The word “budget” can be like nails on a chalkboard for some people. The idea of sitting down to balance a checkbook or even determine how much you should spent is detestable by most people. I personally enjoy budgeting, but only when I have money to budget. In others words, when I don’t have much, I don’t enjoy logging-on to my online banking and staring at very small numbers. I’d venture to say that most people feel the same way.
That said, we’ve got it completely backwards. While budgeting when you have money is great, avoiding a budget when you don’t is precisely the opposite of what you should be doing. The less money you have, the further you have to stretch it and the more attention you should pay to budgeting it. We humans do funny things sometimes.
In response to the world’s distaste toward budgeting, I thought I’d outline a very simple, three-step budgeting process that won’t leave you breathless, upset, tired, disturbed, bothered, agitated, confused, distressed, frantic, grieved, worried, deranged, disarrayed, disturbed, afflicted, bewildered, or dead. And that’s a promise.
To be clear, a monthly budget is most accessible and easily managed. The following steps are based on a monthly schedule:
1. Count your Dough. Step number one is to figure out how much money your making every month. For most this will be simple to determine based on your monthly paycheck while others may need to make an estimate. The key here, is to determine your after-tax income. If you use pre-tax income, your budget won’t be accurate and you will be very disappointed at the end of the month.
2. Whatcha’ Buying. Step number two is to determine how much money your spending every month. Most people have fixed expenses that they incur every month like rent, a mortgage payment, utilities, a car payment, cellphone and cable bills. Secondly, variable expenses are those that change every month, things like groceries, entertainment, gas, and eating out. I suggest you look at last’s months expenditures to determine how much your approximate variable expenses will be. Lastly, surprise expenses are those that do exactly that, surprise you. This includes things like car problems, replacing a broken refrigerator, or taking your kid to the doctor. This category may be difficult to estimate but think for a moment about the past three or four months and consider the amount of any surprise expenses you incurred. Remember, always round-up, not down.
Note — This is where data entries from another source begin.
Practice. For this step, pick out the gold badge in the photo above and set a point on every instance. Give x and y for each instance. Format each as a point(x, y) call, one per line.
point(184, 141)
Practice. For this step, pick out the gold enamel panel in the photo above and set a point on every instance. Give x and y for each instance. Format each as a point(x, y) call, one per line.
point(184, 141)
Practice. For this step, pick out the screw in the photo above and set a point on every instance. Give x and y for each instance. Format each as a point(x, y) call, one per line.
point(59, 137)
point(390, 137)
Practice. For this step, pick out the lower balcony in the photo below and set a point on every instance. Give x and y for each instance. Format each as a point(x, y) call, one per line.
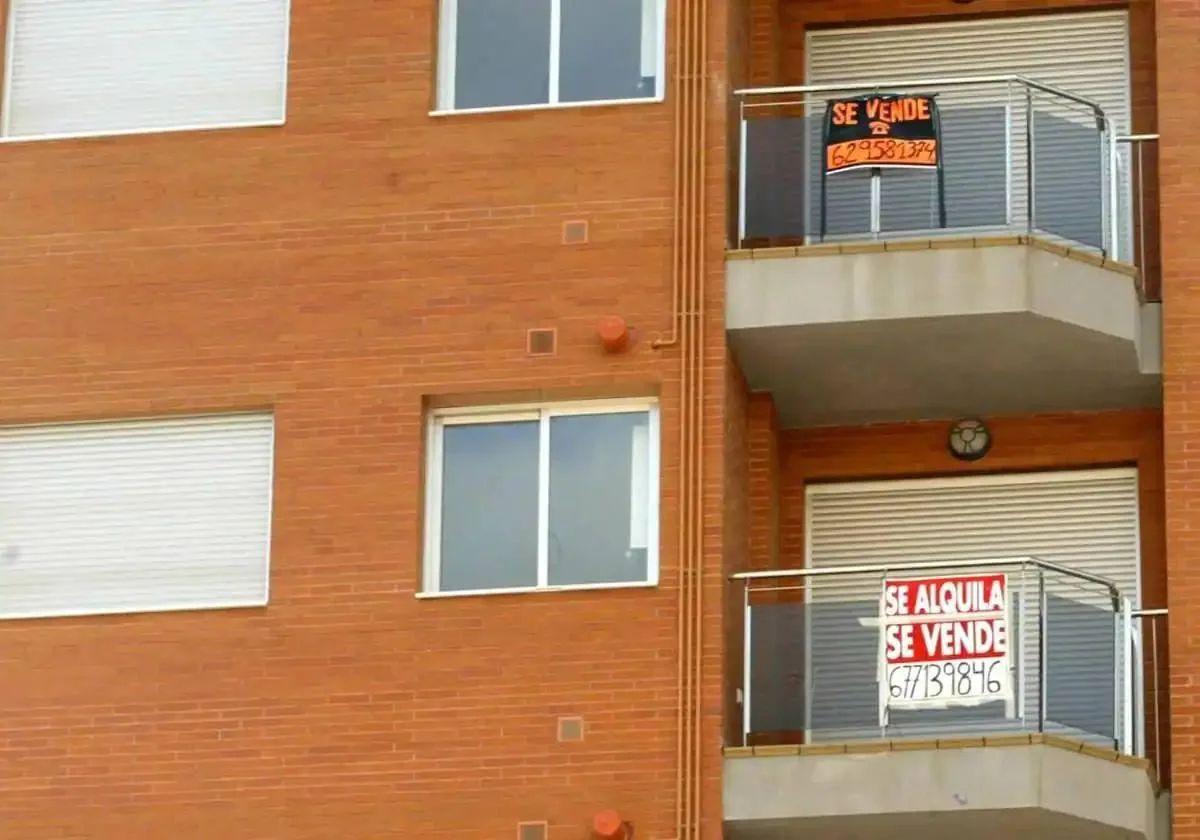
point(984, 699)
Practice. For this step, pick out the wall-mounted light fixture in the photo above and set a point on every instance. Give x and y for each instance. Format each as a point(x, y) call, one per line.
point(970, 439)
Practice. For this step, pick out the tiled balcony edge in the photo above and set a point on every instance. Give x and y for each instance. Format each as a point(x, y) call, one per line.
point(904, 745)
point(849, 249)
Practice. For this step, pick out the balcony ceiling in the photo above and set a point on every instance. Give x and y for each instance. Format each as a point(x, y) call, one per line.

3. Grab a Calculator. Step three is to simply subtract your expenses from your income in order to see if the remaining number is positive or negative. For those who end-up with a positive number, congratulations. While you are not breaking the golden rule — never spend more than you make — consider stashing that remaining amount under your bed, not into your pocket to be spent on things you don’t need. For those of you who end-up with a negative number, you have a few decisions to make. You should never spend more than you make. So if you find that indeed you are, there are two ways to fix the problem: 1) decrease your expenses and 2) increase your income. We highly recommend you go with option one because it is the short-term solution. Sit down and shave-off some zeros from that “entertainment” or “eating out” category. While you may find this difficult, it is absolutely necessary.
I’m confident that by following these three simple steps, you will find you have tremendously increased your control over what you spend and how you spend it. Remember, breaking the golden rule — never spend more than you make — will only get into credit card trouble. Trust me, I know.